Адам разбил яйцо, перепачкался и скривился, а потом вылил желток в одну миску, а в другую выбросил скорлупки и белок. Второе яйцо он просто раздавил всмятку, а с третьим более-менее справился. Я попыталась выловить скорлупки из белков. Потом, вместо того чтобы высыпать сахар в желтки, сыпанула его в белки. Я, конечно, попыталась это исправить, но ничего толком не вышло. Надеюсь, наша инструкторша этого не заметила. Адам тихо давился от смеха. Так, теперь добавим ванилин и экстракт лимона. Ну все, можно взбивать. Адам, разумеется, задумался о чем-то своем – надо полагать, о драгоценной Марии. Мне стало смешно, и я мазнула себе взбитым белком по подбородку, так что получилась белая борода, и, обернувшись к нему, произнесла надтреснутым, резким голосом, как у его отца:

– Сын мой, ты должен возглавить компанию! Ты Бэзил, черт подери, ты об этом грезил!

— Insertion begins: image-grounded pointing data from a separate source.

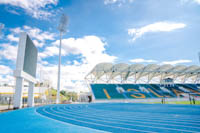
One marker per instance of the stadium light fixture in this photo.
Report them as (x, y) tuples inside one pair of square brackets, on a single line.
[(199, 56), (62, 29)]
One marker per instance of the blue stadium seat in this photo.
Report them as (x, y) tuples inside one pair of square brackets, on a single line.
[(142, 91)]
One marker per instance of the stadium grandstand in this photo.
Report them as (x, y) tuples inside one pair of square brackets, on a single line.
[(137, 81)]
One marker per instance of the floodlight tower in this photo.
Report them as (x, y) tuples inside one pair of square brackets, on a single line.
[(199, 56), (62, 29)]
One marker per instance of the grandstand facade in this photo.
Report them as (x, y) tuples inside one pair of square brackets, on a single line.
[(137, 81)]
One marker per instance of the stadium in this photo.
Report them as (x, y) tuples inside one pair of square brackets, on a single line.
[(120, 66), (136, 81)]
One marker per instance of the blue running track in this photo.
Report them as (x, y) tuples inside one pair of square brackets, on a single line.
[(103, 117)]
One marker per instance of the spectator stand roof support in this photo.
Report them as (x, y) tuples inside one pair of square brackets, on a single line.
[(139, 73)]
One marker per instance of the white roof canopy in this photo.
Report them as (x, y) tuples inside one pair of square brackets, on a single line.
[(139, 73)]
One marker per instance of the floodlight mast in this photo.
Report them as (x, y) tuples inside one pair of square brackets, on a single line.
[(62, 28)]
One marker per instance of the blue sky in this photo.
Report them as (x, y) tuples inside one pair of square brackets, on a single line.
[(118, 31)]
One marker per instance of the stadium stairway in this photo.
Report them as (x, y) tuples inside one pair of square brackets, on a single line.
[(143, 91)]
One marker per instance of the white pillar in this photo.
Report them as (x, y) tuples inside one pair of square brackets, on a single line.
[(18, 92), (31, 94), (59, 63)]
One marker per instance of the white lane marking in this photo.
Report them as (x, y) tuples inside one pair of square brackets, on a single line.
[(149, 115), (96, 123), (149, 118), (51, 108), (69, 123), (111, 118)]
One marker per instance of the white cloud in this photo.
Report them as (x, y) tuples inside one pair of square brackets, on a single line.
[(176, 62), (5, 70), (1, 28), (118, 2), (8, 51), (11, 37), (90, 49), (142, 60), (197, 1), (193, 1), (38, 36), (155, 27), (35, 8)]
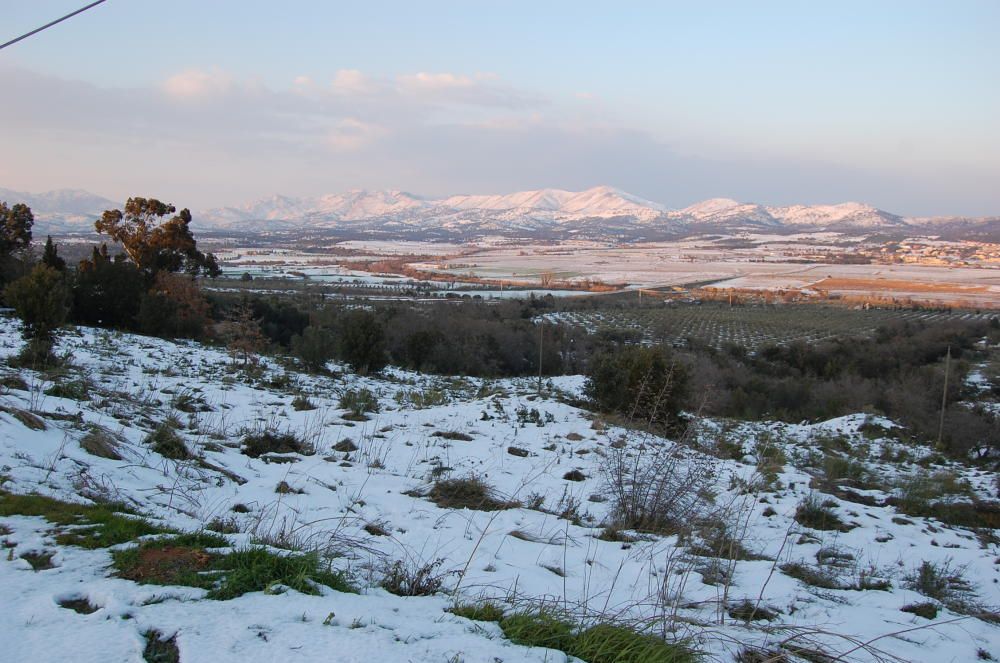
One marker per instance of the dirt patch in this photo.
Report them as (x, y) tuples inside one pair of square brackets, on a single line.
[(170, 565)]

Он удивленно вытаращился на меня, а потом откинул голову и расхохотался – громко, во весь голос, настолько заразительно и весело, что все вокруг оглянулись.

Инструкторша бросила на нас неодобрительный взгляд, Адам извинился, но смех продолжал распирать его изнутри.

– Извините, я на одну минутку, – сказал он и поспешно вышел в коридор, откуда до нас донесся его громкий, всхлипывающий хохот.

Теперь все в классе смотрели на меня. Я вытерла белую бороду и с улыбкой развела руками.

– Твой пирог в духовке. Будет готов через двадцать минут. На, держи, здесь холодно, – сказала я, подойдя к Адаму сзади. Я протянула ему пальто, затем бокал шампанского. – У нас перерыв десять минут, потом будем покрывать глазурью.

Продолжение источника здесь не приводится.